Terry Jones RIP

Terry JonesAn almost offensively brief message, but I didn’t want to let another day go by without paying tribute to Terry Jones. I was stunned and sad yesterday to hear he’d died, and at only 77. I didn’t even know he’d been struggling with dementia. It’s a real loss that his colour and wit and imagination have gone out of the world.

I first became aware of Terry’s work through his book of fairy tales that he wrote in the early Eighties when his daughter was born, and then a few years later I read Erik the Viking when I was in Yr 6 (likewise written for his son). It was only after a few more years, when I was old enough, that I discovered he was also the guy in Monty Python – and began to appreciate just how spectacular and important that other body of work was. But while, quite rightly, it’s his work with Python that most people will remember him for (John Cleese has said that Terry’s greatest gift to us was his direction of Life of Brian), for the last few years it’s been his fairy tale-influenced work from the Eighties again that I’ve valued most.

The Fairy Tales book was a thrilling and actually very eerie presence in my early years, which my sister and I would giddily rifle through trying to find our favourites, somehow only to find that they were unfamiliar and elusive on second readings, and sometimes quite disturbing – but they carried the sort of profound lessons that you usually only find in stories that have passed through generations for centuries – or come from the hands of a master. Imagine the despair of the man from the land where people have big noses, who travelled all over the world to find a way of shrinking their noses so they could kiss, only to discover back home (when he’d already shrunk his nose and been rejected by his fellows) that all they needed to do was turn their heads to one side? And I still tell friends today how Erik the Viking changed how I saw the world on a fundamental level, just through one scene where Erik is challenged for the leadership of his band and defeated in feats of strength such as who can hold their hand longest in the fire – but then asks his followers who they would rather have lead them: someone who stepped back before it was too late, or someone who can no longer use his hand? And then only in the last few years I discovered that he wrote the screenplay to Labyrinth, which I loved as a child and have loved even more as a grownup: the sophisticated (or rather, actually, utterly simple) combination of fun, social satire, wonder and real, true mythic wisdom is an amazing achievement, and he played some of the most memorable scenes out of just spinning off sketches of creatures that Brian Froud had sent him.

I really mean it, I feel he truly got inside exactly how the oldest myths and fairy tales work, and understood exactly what we like in stories and why they matter so much to us. And then he was able to express that and recreate it in new, innovative work that carries all the emotional depths of the originals – as if these were fairy tales like any other.
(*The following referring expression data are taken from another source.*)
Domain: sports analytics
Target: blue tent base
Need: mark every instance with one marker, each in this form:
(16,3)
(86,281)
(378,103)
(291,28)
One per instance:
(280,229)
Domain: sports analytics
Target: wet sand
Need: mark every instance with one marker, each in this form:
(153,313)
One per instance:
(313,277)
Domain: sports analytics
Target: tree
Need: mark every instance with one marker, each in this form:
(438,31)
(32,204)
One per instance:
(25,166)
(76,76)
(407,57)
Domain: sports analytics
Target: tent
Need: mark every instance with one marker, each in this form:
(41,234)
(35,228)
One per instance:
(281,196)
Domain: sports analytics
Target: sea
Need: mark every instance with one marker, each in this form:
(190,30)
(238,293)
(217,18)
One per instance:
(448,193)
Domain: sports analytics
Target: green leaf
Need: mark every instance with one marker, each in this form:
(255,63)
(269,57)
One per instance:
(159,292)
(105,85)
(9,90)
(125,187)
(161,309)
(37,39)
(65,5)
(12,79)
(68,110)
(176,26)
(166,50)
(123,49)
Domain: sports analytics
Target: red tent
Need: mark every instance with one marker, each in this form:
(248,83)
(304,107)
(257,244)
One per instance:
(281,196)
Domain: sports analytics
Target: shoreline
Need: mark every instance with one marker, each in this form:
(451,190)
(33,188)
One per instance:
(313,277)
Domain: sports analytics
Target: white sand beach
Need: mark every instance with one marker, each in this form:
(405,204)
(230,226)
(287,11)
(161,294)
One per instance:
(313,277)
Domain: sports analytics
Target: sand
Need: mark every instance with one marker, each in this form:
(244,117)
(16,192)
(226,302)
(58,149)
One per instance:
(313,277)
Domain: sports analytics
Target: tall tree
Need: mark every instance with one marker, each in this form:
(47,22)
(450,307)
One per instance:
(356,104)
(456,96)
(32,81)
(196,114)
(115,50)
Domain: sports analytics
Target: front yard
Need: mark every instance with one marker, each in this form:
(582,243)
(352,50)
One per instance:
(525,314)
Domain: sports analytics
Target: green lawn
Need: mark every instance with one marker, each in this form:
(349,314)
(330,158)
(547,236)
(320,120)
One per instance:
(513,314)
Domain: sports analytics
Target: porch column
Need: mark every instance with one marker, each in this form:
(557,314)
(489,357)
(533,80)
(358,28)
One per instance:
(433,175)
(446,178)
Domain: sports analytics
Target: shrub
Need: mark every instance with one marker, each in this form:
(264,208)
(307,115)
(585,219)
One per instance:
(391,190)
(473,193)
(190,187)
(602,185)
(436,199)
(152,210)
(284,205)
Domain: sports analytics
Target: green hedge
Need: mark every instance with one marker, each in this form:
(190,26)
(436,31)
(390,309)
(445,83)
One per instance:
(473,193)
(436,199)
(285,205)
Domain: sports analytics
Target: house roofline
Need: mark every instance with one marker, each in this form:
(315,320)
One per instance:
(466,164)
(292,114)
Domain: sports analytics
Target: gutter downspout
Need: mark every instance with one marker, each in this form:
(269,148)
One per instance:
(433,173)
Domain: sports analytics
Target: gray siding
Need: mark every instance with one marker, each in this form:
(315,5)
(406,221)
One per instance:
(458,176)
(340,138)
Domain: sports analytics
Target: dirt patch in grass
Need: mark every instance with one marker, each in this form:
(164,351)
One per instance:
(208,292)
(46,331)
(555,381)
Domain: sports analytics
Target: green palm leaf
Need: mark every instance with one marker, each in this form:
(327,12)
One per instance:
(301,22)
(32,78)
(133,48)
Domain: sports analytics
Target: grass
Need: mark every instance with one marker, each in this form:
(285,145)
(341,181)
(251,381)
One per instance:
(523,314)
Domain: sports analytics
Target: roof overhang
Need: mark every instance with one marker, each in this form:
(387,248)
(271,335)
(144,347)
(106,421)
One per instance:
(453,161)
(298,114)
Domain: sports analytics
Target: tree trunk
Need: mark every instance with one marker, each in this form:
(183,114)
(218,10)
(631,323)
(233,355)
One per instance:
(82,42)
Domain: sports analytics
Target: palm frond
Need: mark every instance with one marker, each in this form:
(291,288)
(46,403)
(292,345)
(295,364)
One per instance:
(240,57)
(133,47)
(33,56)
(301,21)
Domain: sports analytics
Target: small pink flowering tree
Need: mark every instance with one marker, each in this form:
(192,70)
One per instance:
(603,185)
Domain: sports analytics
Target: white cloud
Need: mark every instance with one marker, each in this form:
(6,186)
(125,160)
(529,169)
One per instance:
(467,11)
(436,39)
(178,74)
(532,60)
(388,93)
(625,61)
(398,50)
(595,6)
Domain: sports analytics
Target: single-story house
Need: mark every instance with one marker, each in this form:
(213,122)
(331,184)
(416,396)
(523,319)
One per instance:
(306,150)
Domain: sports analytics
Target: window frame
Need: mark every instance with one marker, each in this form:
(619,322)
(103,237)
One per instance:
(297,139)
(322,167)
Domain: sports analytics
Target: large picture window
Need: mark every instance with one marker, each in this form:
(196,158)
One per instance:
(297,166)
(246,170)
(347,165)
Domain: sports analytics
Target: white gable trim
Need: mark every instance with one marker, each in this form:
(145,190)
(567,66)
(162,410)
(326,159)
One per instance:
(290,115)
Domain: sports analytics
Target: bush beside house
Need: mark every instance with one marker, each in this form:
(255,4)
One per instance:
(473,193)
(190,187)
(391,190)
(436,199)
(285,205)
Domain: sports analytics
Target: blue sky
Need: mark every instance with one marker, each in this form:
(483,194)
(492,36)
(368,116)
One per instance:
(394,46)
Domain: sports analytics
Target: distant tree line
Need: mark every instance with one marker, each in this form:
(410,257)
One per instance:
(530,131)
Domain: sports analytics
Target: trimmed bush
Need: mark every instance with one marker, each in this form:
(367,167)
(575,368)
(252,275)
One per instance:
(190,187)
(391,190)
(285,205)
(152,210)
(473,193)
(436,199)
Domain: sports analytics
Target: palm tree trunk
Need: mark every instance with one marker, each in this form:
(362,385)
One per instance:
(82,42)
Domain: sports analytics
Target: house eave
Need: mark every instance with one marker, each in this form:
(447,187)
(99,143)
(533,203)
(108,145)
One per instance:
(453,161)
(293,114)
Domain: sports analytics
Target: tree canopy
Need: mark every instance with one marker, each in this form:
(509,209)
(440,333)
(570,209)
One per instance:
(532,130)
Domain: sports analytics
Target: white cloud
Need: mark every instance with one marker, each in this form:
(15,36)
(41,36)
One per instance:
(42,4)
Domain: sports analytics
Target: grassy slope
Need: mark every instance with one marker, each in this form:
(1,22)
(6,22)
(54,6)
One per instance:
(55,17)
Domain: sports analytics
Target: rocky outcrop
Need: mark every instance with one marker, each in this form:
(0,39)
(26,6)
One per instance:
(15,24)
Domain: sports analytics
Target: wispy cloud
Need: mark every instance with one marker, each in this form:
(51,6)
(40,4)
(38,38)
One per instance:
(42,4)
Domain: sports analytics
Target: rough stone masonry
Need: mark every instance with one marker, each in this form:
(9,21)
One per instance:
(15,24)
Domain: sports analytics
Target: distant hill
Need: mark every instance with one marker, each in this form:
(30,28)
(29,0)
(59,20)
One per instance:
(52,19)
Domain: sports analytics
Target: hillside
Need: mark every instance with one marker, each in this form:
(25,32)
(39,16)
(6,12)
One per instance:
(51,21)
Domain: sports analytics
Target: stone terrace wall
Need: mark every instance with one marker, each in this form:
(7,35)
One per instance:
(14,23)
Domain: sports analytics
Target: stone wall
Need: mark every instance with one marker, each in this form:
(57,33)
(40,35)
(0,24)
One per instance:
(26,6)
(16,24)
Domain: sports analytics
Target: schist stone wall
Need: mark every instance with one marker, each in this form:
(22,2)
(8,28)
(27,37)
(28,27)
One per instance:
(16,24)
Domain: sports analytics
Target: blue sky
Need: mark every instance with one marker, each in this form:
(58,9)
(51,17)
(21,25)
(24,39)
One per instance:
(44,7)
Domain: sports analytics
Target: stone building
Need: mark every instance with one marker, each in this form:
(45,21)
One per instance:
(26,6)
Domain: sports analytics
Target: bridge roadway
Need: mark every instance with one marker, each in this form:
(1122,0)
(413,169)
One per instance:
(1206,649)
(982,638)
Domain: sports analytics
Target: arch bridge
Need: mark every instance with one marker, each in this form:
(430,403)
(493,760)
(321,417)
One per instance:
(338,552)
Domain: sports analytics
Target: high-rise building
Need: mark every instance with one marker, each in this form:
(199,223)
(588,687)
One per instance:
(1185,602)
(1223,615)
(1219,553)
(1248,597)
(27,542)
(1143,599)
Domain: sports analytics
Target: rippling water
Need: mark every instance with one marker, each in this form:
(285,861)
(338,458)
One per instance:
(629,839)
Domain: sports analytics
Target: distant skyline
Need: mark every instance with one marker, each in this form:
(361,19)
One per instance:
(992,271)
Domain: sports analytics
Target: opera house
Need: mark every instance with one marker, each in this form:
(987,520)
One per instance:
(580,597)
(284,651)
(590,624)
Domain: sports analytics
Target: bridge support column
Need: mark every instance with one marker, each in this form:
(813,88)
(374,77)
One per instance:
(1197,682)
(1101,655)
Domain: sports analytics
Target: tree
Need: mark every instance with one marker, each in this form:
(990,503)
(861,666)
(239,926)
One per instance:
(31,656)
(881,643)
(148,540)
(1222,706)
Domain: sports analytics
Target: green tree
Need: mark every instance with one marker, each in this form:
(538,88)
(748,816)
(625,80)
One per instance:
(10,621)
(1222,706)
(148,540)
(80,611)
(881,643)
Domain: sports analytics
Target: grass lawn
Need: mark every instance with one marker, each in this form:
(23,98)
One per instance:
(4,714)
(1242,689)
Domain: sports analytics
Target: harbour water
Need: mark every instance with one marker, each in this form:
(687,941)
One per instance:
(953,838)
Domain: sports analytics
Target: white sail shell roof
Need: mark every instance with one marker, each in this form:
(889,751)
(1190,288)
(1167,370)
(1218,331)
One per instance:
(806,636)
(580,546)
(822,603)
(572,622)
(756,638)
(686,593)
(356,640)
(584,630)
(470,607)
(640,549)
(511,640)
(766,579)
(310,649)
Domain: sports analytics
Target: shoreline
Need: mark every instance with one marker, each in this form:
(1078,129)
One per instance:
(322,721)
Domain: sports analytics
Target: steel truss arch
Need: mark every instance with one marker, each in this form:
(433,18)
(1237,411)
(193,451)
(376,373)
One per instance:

Which they were. In doing that, he must have been a truly wise man, and a truly imaginative man – and at the same time made everything so playful that the emotional truths and knife-sharp insights slip in without you even noticing.

Not to mention the fact that he was also a respected and published historian – it was great as a teenager to see that someone had proved you could be an academic AND still create stuff for fun. As a history & mythology geek I LOVED seeing the depths and touches that he brought to Python (the Knights Who Say Ni, those primal foes in the forest with their impossible tasks; Bedivere’s superlative showcase of Medieval scientific thinking). And he did lots to bring history out of the dry, dusty academy too, and excite and inspire people about it: anyone who can write this appeal for teachers to make history fun truly has our best interests at heart.

He loved stories and history – and I do too. But he taught such amazing lessons about them too, while also inviting us all just to play. (They say he used to break down giggling while reading out sketches at Python script meetings.) It’s that playful, intelligent, emotional wisdom that I’ll miss most. Thankyou Terry, wherever you are, for what you’ve given us.